The Starches are examples of what Jupiter calls the "Deceit and Pride" of the age, characterised by "The frenzy of apparel", "masculine painting", and "Vain-glory, fashion, humour, and such toys".

==Why five starches?==
In the second decade of the seventeenth century, Mistress Anne Turner started a new fashion. It had long been standard in Elizabethan and Jacobean clothing to wear starched white ruffs and cuffs, commonly called "bands". The famous and often-reproduced portrait of actor Edward Alleyn (to be seen here) provides a good view of the prevailing style. Mrs. Turner was the first person in England to dye these white bands yellow. The fashion became famous and notorious when Turner, an associate of Simon Forman and a denizen of the Jacobean demimonde, was executed on 15 November 1615 for her role in the murder of Sir Thomas Overbury.
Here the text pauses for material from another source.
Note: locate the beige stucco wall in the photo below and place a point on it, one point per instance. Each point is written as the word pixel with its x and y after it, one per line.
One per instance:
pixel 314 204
When Lord Chief Justice Sir Edward Coke (to be seen in traditional white bands here) sentenced Turner to death, he specifically instructed that she should die in yellow bands: "as she was the person who had brought yellow starched ruffs into vogue, she should be hanged in that dress, that the same might end in shame and detestation." According to at least one report, the hangman too wore yellow bands as he put Turner to death.

References to yellow bands and yellow starch recur in plays of the 1615–1618 era, by Middleton and others – A Fair Quarrel, The Widow, More Dissemblers Besides Women, Albumazar, The Queen of Corinth, The Devil is an Ass, and Christmas, His Masque. (Robert Davenport's plays of uncertain date, The City Nightcap and A New Trick to Cheat the Devil, also contain such references.) The World Tossed at Tennis is unique in that it refers not only to white and yellow starch but to red, green, and blue starch too. Were these other colours worn in ruffs and cuffs in the years around 1620? The text of the masque suggests this was so, though supporting evidence is thin.

(In Davenport's A New Trick to Cheat the Devil, Act IV scene 1, The Devil claims that "I was first father for this yellow Sterch, / Which did succeed the blew...." The colour sequence, blue then yellow, is the same as given by Rowley in The World Tossed at Tennis.)

The fashion for yellow bands lasted in Court circles until the mid-1620s.